Since the first isolation of Mab in 1952 and its recognition as a new species of NTM [6], the nomenclature and species/subspecies identification of Mab have undergone multiple revisions. In 1972, following an international collaborative study by the International Working Group on Mycobacterial Taxonomy, Mab was granted subspecies status. In 1992, DNA hybridization technology was used to identify Mab as an independent strain [6,7]. In 2006, based on rpoB gene sequence analysis, two new species of Mab subsp. massiliense and Mab subsp. bolletii were identified. These, along with Mab, form the three subspecies of the Mycobacterium abscessus complex (MABC) [8].
MABC poses a great threat due to its high degree of resistance [4,9]. In China, MABC is one of the most common NTM pathogens isolated clinically, accounting for 22.2~23.1% of all NTM strains [10,11,12,13]. Globally, MABC is also the most frequently encountered pathogen in hospitals. Notably, Mab accounts for about 80% of NTM that cause respiratory tract infections. It is more common in immunocompromised populations such as patients with cystic fibrosis (CF), human immunodeficiency virus (HIV)-positive individuals, and those with chronic obstructive pulmonary disease or bronchiectasis. Importantly, Mab has also been detected in the lymph nodes of some wild animals, including a lion that tested positive for Mycobacterium tuberculosis [14]. These findings not only suggest Mab as an emerging veterinary pathogen but also highlight its potential interference with the immunodiagnosis of tuberculosis.
Next-Generation Sequencing (NGS) has demonstrated performances comparable to traditional methods in precisely identifying NTM species in clinical specimens, showing its promising potential and efficiency as an alternative tool for the rapid diagnosis of NTM disease [15].
This study investigates the distribution of Mab in Chinese cattle farms and slaughterhouses, aiming to provide a scientific basis for developing effective prevention and control measures.
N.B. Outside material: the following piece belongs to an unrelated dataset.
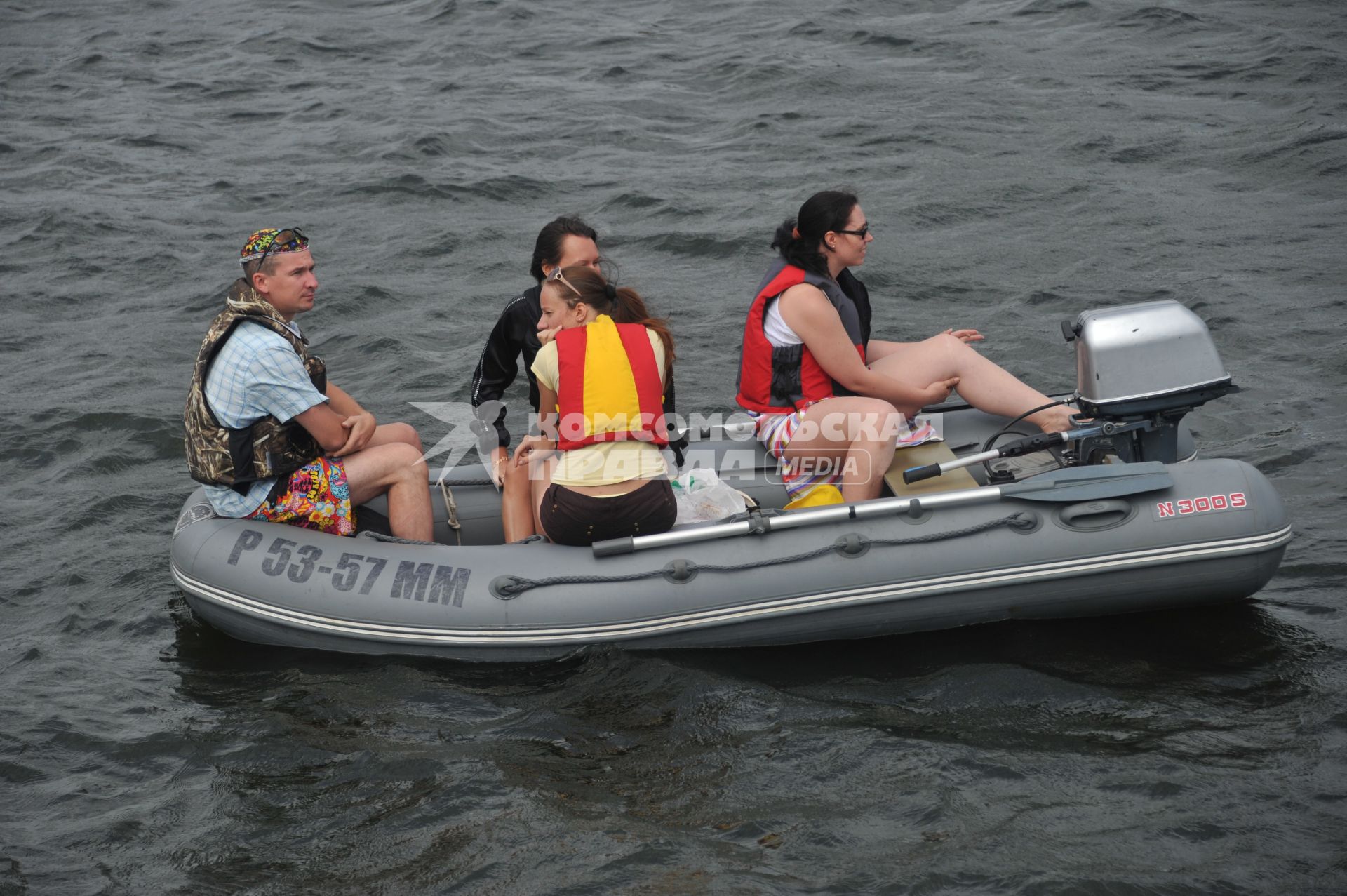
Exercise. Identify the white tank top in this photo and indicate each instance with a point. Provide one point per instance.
(775, 328)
The results are expected to help reduce Mab transmission risks in cattle populations, safeguard livestock industry health, and support public health.

2. Materials and Methods

2.1. Sample Collection

From January to December 2023, 1648 environmental swabs were collected from 54 cattle farms and 24 slaughterhouses across 12 provinces (Figure 1). These cattle farms and slaughterhouses were selected through stratified random sampling to represent China’s major dairy production regions. The sampling targeted high-contact surfaces (feed troughs, floors, walls) and biological materials (feces, nasal/rectal swabs). After collection, the environmental swabs were placed in 0.5 mL of PSB and stored at −20 °C.
A Xinjiang cattle farm with high caudal-fold skin test (CFT)/interferon-gamma release assay (IGRA) positivity rates was selected for comparative analysis. The CFT and IGRA testing methodology was based on the protocol listed in the Manual of Diagnostic Tests and Vaccines for Terrestrial Animals by WOAH [16]. The cattle were sampled into 4 groups (Table 1). From each group, 20 cattle were randomly chosen, and nasal and rectal swabs were gathered. Specimens were collected using sterile cotton swabs. The dry swab was first moistened with PBS, and the moistened swab was then used to collect cow nasal secretions and rectal feces. The obtained samples were transferred to 5 mL centrifuge tubes containing sterile physiological saline, stored at 4 °C, and transported to the laboratory.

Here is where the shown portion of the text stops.